Mix very thoroughly. Taste & adjust (often needs more olive oil or a little sweetener). Mix or shake well just before using.

From Ted Abbott:
I love sauces, mine are mostly for dipping. You could put this one on a salad if you like it hot:
To a base of a cup of mayo, add hot sauce, lemon juice, soy sauce and for ultimate flavor, oyster sauce available in Asian section. Mix until consistent.
From Laura Itzkowitz:
Honey mustard dressing has been my latest salad dressing obsession – dijon mustard, white vinegar, honey, and black pepper. I don’t measure any of them, just add as much as tastes good.
From a restaurant in Nashville we ate at a few weeks ago:
Chili-Grapefruit Vinaigrette
1 Tablespoon Grapefruit Zest
3 Tablespoons Grapefruit Juice
2 teaspoons Chili Powder
1 Tablespoon White Wine Vinegar
pinch of salt and sugar to taste
pinch of cayenne
1/2 cup Olive Oil or Walnut Oil
My current favorite: 
This recipe comes from The New Moosewood Cookbook.  This is the sauce for Gado gado — which is apparently an Indonesian dish.  I just love the peanut butter based sauce on my salad!
1 cup creamy peanut butter
1 Tbsp (heaping) grated ginger
1 Tbsp (heaping) minced garlic – I used Green Garlic last week.
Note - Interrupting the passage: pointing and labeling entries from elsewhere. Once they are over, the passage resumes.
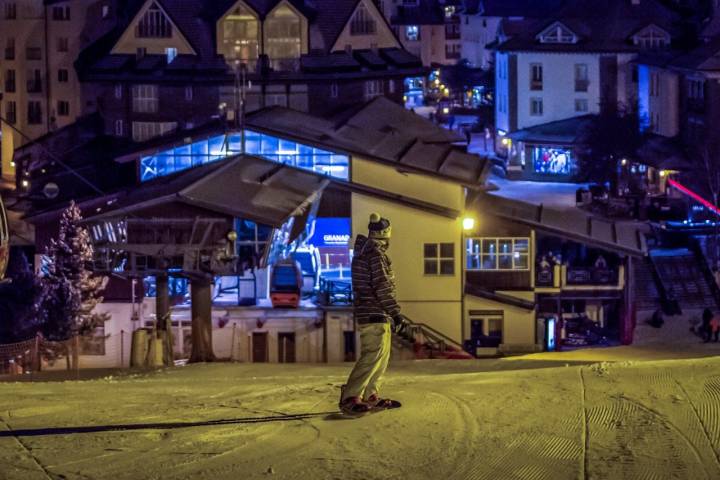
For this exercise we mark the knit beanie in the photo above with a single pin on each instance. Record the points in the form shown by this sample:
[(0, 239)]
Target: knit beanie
[(379, 227)]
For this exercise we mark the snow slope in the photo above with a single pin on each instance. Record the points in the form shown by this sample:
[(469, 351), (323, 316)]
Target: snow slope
[(526, 418)]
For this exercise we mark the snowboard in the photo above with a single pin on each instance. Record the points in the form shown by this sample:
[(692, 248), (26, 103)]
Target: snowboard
[(341, 415)]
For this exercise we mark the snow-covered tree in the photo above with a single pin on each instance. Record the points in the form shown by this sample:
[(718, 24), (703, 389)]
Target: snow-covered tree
[(70, 291)]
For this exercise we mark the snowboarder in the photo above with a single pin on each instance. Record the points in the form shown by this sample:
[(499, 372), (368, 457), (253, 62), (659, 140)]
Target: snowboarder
[(376, 314)]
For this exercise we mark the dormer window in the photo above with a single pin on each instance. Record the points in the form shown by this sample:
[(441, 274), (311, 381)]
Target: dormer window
[(154, 24), (557, 33), (652, 38), (362, 22)]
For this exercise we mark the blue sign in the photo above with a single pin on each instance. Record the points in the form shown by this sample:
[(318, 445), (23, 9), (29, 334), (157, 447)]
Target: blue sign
[(331, 232)]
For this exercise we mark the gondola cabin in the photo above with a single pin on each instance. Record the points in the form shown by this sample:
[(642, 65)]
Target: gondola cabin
[(286, 284), (4, 241)]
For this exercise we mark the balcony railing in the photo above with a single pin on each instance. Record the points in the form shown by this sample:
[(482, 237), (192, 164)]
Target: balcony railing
[(556, 276), (285, 64)]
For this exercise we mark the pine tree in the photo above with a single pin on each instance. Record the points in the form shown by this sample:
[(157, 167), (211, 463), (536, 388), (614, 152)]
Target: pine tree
[(70, 291)]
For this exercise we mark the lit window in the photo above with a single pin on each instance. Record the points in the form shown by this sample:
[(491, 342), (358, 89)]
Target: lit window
[(239, 31), (498, 253), (412, 33), (63, 108), (552, 161), (154, 24), (362, 22), (61, 13), (62, 44), (581, 77), (557, 33), (170, 53), (282, 38), (439, 258), (536, 107), (146, 130), (536, 76), (145, 98)]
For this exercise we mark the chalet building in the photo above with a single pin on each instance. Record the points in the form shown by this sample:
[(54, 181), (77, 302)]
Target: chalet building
[(174, 64), (567, 66), (473, 271), (39, 43), (429, 29), (480, 22)]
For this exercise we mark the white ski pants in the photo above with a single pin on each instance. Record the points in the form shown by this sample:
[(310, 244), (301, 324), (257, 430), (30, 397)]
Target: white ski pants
[(366, 377)]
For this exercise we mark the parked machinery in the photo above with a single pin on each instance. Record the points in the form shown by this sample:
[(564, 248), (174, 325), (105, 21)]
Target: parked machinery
[(285, 284)]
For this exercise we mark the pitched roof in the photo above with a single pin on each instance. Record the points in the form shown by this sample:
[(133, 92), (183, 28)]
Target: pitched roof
[(380, 130), (518, 8), (571, 223), (609, 32)]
3 Tbsp brown sugar (or a bit less is ok)
11/2 cups hot water (I use a bit less ~1.15 cups)
4 Tbsp apple cider vinegar
2 Tbsp soy sauce (we use tamari)
1 tsp salt (more if the peanut butter is unsalted)
Put it all in a food processor & let it whirl!  This is where I will add the water a bit at a time to see how smooth it is.  This makes a lot of dressing – I’m sure it would be easy to cut the recipe in half.
So- those are some salad recipes.  I have not tried them all – but they all sound good.
Before I go, I should just take a moment to say — if you are an oil & vinegar person.  I still think you are doing things right.  We do an oil & balsamic reduction on our salad at least twice a week ourselves.  Sometimes simple is best!
Please post some of your favorite salad dressing recipes in the comments! I’d love to hear about what you enjoy.